地上に這い出て、7日しか生きれないセミが自分の生きた証を残す為にせわしなくないている。
もう夏も終盤だな…そんな事をぼんやりと考えながらクーラーの効いた涼しい部屋でお昼に用意した素麺をすする。
テレビでワイドショーを見ながら女子にあるまじき、あぐらをかいて素麺をすすっているとふいに片方の膝に重みが掛かる。
「…高遠さん、重いです。そして暑いです」
「…ここが一番安眠出来るんです」
「素麺の汁飛ばしますけどいいですか?」
可愛げのない事を言いながら、名前はちらりと高遠を見てまた視線をテレビへと戻した。
高遠は、目を閉じて小さく寝息を立てている。
名前は素麺を啜りながら内心で小さく息を吐いた。
暫く素麺を食べながら膝に高遠の重みを感じ素麺を食べる。
全て食べ終わり高遠の顔を見れば、案の定汁が飛んで頬を汚していた。
「…だから言ったのに」
文句を言いつつも、テーブルの上に置いたティッシュで顔を拭く。
乱雑に頬を拭っても一向に起きる気配のない高遠に、名前は呆れてまた息を吐いた。
「…男の人の癖に、睫毛長い。肌も白くて綺麗だし…」
高遠と出会ったのはいつだったか、確かここに越してきてからだったと思う。
あれは、寒い冬の日の事だった。
当時まだ学生で、アルバイトをしていた頃だったと思う。
珍しく雪が降り積もった日、“寒い、寒い!”と言いながらアパートに帰ってくると見知らぬ大学生くらいの青年がアパートの壁に凭れかかっていた。
怪我はしていない様だったが、頭には雪がつもり冷たくなっていた。
「あの…大丈夫ですか?」
「……」
「生きてる…よね?立てますか?」
青年は、冷たい目で名前を見ると小さく頷いた。
名前は青年の手を引っ張り雪を払って部屋に入れるとまずは風呂場へ案内した。
じっくり体を温めて出てきた青年に暖かいココアを振舞った。
「はい、暖まりますよ」
「・・・すみません」
青年は、ココアを一口飲むと“甘い”と呟いた。
名前は冷蔵庫を開けて中を見回す。
「お腹空いてません?私もこれからご飯なんです。簡単な物しか出来ませんけど…食べませんか?」
「いえ、私は……」
「遠慮しないで下さい!うどんくらいしか出来そうにないですけど…」
そう言って、名前は青年の前にうどんを作って出す。
「さ、食べましょ!お腹ぺこぺこなんです!」
「…ありがとうございます」
「お名前聞いてもいいですか?私、名字名前って言います」
「…高遠遥一です」
高遠は、小さく名を告げるとうどんをすすり始める。
名前は“素敵な名前ですね”と告げうどんを食べ始める。
それから何を話したかはよく覚えていない。
ただ、うどんの後に「アイスもありますよ!」と言ったら「この寒い中アイス食べるんですか?」と驚かれた事だけは鮮明に覚えている。

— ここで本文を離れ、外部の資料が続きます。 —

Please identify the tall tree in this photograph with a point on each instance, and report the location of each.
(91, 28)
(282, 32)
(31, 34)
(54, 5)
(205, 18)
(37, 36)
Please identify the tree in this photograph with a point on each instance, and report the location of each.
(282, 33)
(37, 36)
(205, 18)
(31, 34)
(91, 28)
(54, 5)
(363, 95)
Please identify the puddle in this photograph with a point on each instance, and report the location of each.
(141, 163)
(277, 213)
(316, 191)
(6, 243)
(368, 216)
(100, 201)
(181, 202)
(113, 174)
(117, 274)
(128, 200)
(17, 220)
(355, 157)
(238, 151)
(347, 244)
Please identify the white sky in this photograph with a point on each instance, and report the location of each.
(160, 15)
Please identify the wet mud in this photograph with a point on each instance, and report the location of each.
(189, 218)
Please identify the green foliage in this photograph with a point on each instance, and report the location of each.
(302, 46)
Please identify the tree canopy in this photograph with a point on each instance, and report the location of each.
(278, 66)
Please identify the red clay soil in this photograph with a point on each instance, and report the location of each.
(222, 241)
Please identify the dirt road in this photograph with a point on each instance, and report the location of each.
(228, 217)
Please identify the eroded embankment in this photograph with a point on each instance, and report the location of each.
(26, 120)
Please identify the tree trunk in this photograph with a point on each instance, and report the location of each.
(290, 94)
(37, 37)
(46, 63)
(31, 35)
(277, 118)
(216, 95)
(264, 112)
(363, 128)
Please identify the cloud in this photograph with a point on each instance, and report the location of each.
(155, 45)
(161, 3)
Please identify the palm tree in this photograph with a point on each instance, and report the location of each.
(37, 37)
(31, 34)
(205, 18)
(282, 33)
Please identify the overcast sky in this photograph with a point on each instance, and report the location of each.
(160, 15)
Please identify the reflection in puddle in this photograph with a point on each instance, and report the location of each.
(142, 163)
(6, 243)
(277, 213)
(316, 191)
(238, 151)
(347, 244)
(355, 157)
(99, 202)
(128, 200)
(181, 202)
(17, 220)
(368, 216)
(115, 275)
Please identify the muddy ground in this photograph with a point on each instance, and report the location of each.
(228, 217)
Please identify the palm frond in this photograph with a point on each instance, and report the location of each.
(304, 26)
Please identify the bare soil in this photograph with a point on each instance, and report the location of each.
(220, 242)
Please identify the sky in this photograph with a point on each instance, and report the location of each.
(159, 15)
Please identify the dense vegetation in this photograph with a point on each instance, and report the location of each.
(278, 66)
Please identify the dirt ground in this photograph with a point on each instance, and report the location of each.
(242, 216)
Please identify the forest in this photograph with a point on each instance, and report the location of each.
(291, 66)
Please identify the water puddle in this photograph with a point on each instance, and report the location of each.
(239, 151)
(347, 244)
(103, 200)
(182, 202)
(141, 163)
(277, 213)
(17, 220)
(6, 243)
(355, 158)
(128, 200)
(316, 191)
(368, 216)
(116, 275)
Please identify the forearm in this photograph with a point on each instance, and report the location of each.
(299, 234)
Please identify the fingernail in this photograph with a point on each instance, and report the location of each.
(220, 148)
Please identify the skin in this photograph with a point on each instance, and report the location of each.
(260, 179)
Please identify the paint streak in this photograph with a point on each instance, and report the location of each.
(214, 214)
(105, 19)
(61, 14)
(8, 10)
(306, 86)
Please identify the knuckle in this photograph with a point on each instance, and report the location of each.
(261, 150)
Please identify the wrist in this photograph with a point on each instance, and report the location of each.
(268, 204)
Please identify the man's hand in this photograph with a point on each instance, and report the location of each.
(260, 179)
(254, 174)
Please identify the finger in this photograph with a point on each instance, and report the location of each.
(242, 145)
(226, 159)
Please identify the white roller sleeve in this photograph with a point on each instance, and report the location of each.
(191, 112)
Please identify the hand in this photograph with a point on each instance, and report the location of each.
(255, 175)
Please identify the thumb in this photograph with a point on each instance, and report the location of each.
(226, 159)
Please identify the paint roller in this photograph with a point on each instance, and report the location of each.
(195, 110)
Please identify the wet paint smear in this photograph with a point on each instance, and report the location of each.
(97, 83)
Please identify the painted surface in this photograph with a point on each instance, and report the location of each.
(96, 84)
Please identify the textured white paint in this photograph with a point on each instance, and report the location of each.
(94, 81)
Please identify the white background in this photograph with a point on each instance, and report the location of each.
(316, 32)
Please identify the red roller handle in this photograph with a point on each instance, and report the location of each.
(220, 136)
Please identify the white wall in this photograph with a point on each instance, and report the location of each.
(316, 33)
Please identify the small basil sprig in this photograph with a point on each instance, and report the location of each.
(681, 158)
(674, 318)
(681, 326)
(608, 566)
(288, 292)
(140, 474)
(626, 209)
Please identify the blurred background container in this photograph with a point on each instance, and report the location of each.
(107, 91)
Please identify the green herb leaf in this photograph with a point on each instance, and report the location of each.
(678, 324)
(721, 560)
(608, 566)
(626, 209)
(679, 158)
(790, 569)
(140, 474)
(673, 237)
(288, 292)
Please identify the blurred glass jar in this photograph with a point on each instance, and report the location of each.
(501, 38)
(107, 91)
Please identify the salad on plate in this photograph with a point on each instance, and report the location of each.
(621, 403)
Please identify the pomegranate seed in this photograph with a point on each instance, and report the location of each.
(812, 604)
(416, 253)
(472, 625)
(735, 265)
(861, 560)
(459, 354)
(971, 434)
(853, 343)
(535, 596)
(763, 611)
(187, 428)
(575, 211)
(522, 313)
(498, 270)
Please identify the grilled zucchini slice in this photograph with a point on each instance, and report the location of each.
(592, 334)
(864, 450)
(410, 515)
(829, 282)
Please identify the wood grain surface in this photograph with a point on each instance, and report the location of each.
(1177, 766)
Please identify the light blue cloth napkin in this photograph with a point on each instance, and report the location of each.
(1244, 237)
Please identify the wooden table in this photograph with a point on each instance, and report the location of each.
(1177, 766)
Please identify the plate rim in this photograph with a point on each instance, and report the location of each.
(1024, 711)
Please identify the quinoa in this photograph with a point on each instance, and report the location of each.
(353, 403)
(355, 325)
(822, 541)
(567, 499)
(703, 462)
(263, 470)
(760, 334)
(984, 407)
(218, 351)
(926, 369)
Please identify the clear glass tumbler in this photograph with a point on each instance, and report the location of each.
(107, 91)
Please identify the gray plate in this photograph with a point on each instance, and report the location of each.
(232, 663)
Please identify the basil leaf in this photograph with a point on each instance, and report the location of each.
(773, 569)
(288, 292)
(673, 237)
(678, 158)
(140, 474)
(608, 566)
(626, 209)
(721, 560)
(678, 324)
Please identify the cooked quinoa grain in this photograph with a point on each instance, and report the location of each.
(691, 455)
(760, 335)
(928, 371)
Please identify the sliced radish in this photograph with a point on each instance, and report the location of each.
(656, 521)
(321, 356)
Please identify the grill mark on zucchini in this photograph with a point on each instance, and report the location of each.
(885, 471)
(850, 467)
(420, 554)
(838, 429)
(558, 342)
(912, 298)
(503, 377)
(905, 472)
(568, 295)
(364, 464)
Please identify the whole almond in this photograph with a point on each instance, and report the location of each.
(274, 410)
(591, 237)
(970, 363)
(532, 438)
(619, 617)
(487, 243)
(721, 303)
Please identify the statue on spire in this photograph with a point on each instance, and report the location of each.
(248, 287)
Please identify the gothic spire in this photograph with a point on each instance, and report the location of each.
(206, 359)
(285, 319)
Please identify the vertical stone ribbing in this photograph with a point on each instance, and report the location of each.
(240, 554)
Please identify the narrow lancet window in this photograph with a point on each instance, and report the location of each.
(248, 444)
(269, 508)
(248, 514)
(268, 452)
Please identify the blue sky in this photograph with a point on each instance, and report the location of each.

「高遠さんは分かってないよね。寒い日のアイス!暑い日のラーメン!この季節にどうよ?って組み合わせが最高だったりするんだから…」
名前が呟くと、高遠は膝の上で寝返りを打つ。
先程まで仰向けになっていたのが、猫のように体を丸め名前の体に顔を付ける様に向く。
名前はぐっと腹に力を入れ引っ込める。
以前、足を伸ばしている時に同じ様に高遠が膝に頭を乗せてくることがあり、顔をお腹の方へ近付けて言ってはいけない一言を発し腹を触った。
「前より膝が柔らかくなって寝心地が良くなりましたね…ただ、お腹の肉は余計ですね」
「…その綺麗なお顔を肘で潰して差し上げましょうか?」
「いえ。遠慮しておきます」
行くところがなさそうだったから、何となく二人で住み始めて何となく恋人みたいな事をし始めて…
名前以外は何も知らない。
何をしている人なのかとか、歳はいくつなのかとか…
ただ、毎日夕方になると大きな荷物を持ってどこかへ行っては明け方に帰ってくる生活。
何をしているか聞きたかったけど、聞いたら猫のようにふらっと何処かへ行ってしまう様な気がして…それ以上を聞く事が出来なかった。